Understanding all the different tax issues can be frustrating to say the least. We have outlined below the usual issues that you should consider coming up to the Year End (5th April 2011), however this year it is important to note that due to recent changes announced, it may be your last chance to benefit from some of these.
Important for Individuals
Make sure you use the allowances available to you and your family to best effect. Consider transferring ownership of assets to your spouse to make use of personal allowances and basic rate tax bands.
Single person’s allowance
Every child is entitled to the normal single person’s allowance even in the year of birth. However, if you provide the funds for your child’s investment, the interest will be taxed on you unless it is less than £100 per year. If someone else (e.g. a grandparent) provides the funds then the income is taxed on the child.

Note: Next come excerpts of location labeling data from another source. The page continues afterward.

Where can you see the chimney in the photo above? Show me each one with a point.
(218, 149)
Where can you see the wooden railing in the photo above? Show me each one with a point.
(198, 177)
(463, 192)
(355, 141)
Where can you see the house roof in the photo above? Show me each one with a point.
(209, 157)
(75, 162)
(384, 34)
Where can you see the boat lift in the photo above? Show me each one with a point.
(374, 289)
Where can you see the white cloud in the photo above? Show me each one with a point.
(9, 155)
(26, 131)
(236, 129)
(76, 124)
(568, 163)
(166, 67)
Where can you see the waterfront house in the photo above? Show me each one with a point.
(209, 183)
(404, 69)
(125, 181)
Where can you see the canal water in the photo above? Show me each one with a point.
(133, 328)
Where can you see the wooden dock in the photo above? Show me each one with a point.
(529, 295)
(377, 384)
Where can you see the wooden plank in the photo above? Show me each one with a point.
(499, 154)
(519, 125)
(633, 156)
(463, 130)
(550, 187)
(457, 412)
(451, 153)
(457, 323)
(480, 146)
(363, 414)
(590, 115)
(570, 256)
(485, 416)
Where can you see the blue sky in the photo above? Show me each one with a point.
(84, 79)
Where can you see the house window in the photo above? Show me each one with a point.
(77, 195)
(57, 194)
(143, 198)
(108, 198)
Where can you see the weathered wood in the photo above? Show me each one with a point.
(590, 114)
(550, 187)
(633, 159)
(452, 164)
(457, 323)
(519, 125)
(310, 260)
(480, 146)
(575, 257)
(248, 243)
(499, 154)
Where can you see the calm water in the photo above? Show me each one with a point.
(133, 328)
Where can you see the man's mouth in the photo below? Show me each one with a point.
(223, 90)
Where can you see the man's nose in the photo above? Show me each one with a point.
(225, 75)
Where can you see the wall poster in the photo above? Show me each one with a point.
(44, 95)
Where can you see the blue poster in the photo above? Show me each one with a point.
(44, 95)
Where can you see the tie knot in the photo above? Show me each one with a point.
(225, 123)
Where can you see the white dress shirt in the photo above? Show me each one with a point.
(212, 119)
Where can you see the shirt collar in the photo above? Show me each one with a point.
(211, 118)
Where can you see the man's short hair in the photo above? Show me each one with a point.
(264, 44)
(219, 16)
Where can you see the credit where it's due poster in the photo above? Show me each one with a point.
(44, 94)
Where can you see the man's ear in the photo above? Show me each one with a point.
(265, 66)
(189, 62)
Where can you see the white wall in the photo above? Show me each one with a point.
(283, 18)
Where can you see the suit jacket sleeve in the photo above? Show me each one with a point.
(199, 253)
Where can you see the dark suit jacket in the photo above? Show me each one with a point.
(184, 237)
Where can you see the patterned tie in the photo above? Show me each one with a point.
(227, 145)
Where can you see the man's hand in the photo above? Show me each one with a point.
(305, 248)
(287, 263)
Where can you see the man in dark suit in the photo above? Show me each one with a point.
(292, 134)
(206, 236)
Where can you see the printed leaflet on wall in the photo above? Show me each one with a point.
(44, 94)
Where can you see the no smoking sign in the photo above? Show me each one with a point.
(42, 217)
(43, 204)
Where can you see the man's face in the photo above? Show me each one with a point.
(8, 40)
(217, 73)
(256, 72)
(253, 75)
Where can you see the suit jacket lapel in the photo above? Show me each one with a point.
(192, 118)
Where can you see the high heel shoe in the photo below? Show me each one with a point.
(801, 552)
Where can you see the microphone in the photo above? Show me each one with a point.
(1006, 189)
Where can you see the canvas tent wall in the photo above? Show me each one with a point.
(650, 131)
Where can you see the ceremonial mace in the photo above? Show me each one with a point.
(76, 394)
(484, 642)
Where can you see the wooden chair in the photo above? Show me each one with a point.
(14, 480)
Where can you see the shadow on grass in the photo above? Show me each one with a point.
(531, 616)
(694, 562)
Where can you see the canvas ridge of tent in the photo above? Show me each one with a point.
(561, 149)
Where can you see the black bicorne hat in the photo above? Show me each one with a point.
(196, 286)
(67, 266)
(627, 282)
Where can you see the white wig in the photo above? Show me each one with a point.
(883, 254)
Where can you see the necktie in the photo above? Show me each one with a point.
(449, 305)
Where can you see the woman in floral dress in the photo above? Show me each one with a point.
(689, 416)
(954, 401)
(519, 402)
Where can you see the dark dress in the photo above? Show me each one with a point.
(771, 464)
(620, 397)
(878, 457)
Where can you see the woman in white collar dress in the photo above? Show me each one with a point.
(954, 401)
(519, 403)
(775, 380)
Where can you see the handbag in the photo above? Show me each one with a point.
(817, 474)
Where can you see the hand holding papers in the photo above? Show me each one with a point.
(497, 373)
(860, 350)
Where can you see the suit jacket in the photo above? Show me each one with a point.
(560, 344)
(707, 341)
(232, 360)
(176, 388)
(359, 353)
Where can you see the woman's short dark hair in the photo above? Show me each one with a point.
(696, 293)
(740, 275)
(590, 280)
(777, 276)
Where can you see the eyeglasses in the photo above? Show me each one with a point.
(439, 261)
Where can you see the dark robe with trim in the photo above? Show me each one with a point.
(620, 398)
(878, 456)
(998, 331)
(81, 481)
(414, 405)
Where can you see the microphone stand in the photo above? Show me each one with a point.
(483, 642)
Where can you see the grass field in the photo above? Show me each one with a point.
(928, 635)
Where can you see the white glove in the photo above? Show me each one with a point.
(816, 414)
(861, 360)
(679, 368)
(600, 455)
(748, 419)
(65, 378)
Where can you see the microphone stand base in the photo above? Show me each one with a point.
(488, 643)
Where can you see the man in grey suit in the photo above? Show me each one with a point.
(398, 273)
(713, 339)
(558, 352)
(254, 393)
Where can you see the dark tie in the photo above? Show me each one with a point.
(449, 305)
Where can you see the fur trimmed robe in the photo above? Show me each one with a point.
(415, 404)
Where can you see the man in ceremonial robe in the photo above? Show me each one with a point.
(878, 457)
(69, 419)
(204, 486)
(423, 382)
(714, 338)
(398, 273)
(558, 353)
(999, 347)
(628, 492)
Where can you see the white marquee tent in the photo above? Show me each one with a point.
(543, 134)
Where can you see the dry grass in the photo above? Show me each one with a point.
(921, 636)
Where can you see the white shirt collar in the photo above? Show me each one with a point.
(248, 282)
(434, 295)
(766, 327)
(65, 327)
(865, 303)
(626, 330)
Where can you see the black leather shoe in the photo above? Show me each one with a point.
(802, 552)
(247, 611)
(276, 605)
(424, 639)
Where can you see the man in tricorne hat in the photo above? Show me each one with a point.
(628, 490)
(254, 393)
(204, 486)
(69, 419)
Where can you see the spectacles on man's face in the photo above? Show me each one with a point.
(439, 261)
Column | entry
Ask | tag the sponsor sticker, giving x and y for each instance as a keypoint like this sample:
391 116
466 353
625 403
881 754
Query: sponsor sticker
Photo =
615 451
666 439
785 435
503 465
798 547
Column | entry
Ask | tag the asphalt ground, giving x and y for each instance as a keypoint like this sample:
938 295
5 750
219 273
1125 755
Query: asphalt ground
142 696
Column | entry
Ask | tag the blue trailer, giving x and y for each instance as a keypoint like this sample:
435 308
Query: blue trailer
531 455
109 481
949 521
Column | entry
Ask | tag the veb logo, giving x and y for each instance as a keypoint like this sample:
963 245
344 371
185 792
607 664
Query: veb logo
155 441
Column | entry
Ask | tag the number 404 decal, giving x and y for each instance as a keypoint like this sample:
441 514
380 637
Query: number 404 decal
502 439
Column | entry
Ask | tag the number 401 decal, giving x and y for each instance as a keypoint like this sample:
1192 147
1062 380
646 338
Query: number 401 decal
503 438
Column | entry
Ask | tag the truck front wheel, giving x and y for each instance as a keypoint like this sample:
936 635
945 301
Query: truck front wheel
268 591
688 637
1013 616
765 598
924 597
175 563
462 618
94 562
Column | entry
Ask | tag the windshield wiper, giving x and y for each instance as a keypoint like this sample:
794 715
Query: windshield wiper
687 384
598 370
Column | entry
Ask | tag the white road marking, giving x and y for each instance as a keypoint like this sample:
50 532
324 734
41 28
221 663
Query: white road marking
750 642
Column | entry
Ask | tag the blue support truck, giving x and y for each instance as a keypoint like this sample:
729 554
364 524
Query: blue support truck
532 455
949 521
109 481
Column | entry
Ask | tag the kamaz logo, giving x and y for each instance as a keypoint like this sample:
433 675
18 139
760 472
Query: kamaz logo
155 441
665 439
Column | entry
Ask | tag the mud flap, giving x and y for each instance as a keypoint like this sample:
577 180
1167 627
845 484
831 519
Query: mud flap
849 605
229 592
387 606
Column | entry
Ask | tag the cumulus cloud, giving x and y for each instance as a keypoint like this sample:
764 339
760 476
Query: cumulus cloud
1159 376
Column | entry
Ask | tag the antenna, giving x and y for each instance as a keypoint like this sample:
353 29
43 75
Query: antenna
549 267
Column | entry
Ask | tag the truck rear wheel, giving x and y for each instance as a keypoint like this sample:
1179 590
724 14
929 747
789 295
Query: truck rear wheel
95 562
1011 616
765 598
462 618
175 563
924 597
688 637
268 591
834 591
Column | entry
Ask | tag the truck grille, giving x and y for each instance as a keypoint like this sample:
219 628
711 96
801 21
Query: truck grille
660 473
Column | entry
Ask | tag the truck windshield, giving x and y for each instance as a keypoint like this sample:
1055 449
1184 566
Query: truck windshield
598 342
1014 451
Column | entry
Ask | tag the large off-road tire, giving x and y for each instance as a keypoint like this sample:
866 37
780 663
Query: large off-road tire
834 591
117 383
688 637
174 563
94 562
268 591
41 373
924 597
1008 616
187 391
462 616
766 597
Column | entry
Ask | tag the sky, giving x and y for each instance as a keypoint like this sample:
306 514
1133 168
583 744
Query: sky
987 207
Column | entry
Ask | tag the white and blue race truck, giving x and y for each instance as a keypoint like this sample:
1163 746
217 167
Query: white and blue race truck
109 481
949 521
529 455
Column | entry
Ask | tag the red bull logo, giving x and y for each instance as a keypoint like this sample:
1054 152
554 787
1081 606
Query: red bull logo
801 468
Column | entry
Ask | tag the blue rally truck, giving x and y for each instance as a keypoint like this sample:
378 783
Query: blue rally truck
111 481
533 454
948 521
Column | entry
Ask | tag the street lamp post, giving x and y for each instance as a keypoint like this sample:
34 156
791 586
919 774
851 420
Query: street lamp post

Individual Savings Accounts
The maximum investment for 2010/11 is £10,200 of which £5,100 can be cash. ISAs grow free of income tax and Capital Gains Tax.
Pension age may not seem to be top of your priority list after mortgages etc however paying pension contributions can actually give tax relief at up to 50%.
Check your NEW PAYE code
Employees should check that their PAYE code for 2011/2012 is correct and have it amended if necessary.
Capital Gains Exemptions
The first £10,100 of capital gains is exempt from CGT for 2010/2011. The annual exempt amount cannot be carried forward, so use it if you can. Consider inter-spouse transfers so that you make use of both annual exemptions.
Defer the tax payment
If you are planning to sell an asset at a substantial gain consider whether you can defer the sale until after 5th April 2011. This will defer the tax payment date by twelve months from 31st January 2012 to 31st January 2013.
However, if the asset is one where the sale is by contract, you should note that the contract date is the relevant date for CGT, not the completion date or the date when you receive the money.
Inheritance Tax (IHT)
IHT planning can save your family a lot of money. Make sure you have a will so that your assets pass to those you intend to benefit when you die.
A simple way to reduce your estate is to make use of your annual IHT exemptions. These are:
Annual gifts per donor £3,000
Small gifts per donee £250
Gifts on marriage:
From parent £5,000
From grandparent £2,500
From anyone else £1,000
Information for Businesses
Where remuneration can be justified, it may be beneficial to make payments to a spouse or other family members to reduce the overall tax and national insurance liability.
Review timing of disposal and acquisition of business assets to minimise tax or obtain tax deferral. In particular, expenditure on qualifying plant and machinery benefits from the new Annual Investment Allowance (£100,000 for 2010/2011 but to be reduced to £25,000 from April 2012).
Employers should check procedures for year-end payroll returns as dead-lines will approach after 5th April.
All company tax planning should ideally take place before their year end. Once an accounting period has ended, the time has passed to make any changes to the transactions.
Minimise profits in a period
Certain items of expenditure may be accelerated or sales transactions deferred in order to minimise profits in a period.
Additional pension contributions
The company may consider making additional pension contributions on behalf of its directors. The contributions must be paid before the end of the accounting period to qualify for corporation tax relief for that period.
Bonuses and Dividends
The timing and amount of bonuses for directors and dividends for shareholders is crucial. Bonuses must be paid within nine months of the company’s year end to ensure tax relief for the company in that period.
National Insurance Contributions (NIC)
NIC will increase by 1% from April 2011. If a bonus is due a saving of 2% could be achieved by issuing payment before 6th April 2011- 1% saving for the employer and 1% saving for the employee.
Outstanding loans to a director at the year end attract a corporation tax charge of 25% of the loan unless the loan is repaid within nine months of the year end.
There is an incentive to file the corporation tax return as soon as possible after the end of the accounting period because H M Revenue and Customs have 12 months from when the return is filed to open an enquiry.
Generous Relief for trading losses
A loss sustained in one tax year can be set off against income from other sources for that tax year and the previous one. Any losses unused in this way can then be carried forward. However, the carried forward losses can only be used against future profits of the same (i.e. the currently loss-making) trade.
As might be expected, because these reliefs are so generous, there are some pitfalls to look out for. For example, if the losses continue year after year HMRC may question whether the trade really is being carried on “on a commercial basis and with a view to the realisation of profit.” If they think it is not being carried on on that basis then they will re-classify it as a “hobby” and will not allow the set-off of losses against income from other sources.
The reliefs available for losses from property rentals are more restricted. They can only be carried forward and used against future profits from the property rental business itself.